I had my dogs’ patience and forgiveness. But behavior like that does not earn the respect of a cat.
Many forces pushed me to learn to meditate and to devote more of my life to reflection and prayer. Niggling minor health complications that could really only be remedied through a peaceful mind played a part. So did my ongoing research into the power of the mind to impact external events. I began to feel that more prayer and quiet reflection were key to my health, but also they were essential to building the new sustainable and just world that so many of us envision.
So I began to meditate. And when I did, Ramona began mewing and chattering, disrupting my concentration. So I sat with Dusky in my lap, and the two big dogs lay on the floor beside me. And, not sure how else to quiet the suddenly loquacious old cat, I started chatting with her. “Are you lonely?” I asked her. Mew. “I’ve been around you constantly for 16 years. But I’ve left you completely alone, haven’t I?” Mew. She hopped up on the coffee table where she could look me in the eye. “That can’t go on, can it?” Mew.
We talked a bit longer. About the weather, about butter. Then I settled in to meditate. I still couldn’t focus my thoughts. But Dusky and Ramona stayed beside me.

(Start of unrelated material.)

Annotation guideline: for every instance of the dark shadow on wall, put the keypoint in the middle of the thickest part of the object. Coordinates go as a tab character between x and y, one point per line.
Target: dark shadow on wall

It is very hard for me to still my mind. It is very hard for me to rest. But what I wished I had understood back in my twenties, and all through my thirties, was that stillness and rest are as productive as canning and gardening and knitting and writing. Sometimes it is the stillness that is required to hold a baby. Sometimes it is the presence of mind to block out the to-do list and converse with a child. Sometimes it is the nap that restores our patience, or the choice to sit and watch a little one toddle and crawl about the floor, without worrying about the phone, the texts and the supper. Sometimes it is the moment spent sitting on a rock in the woods, observing the birds, or the quiet solitude beside the fire with a dog and a cat. All these things are productive. They are moments of grace, prayers for peace in their own right. They are the moments where life blooms in full colorful joy, simply because I’ve agreed to stop and witness them. And if I don’t, well, there’ll be a mess on the floor to clean up.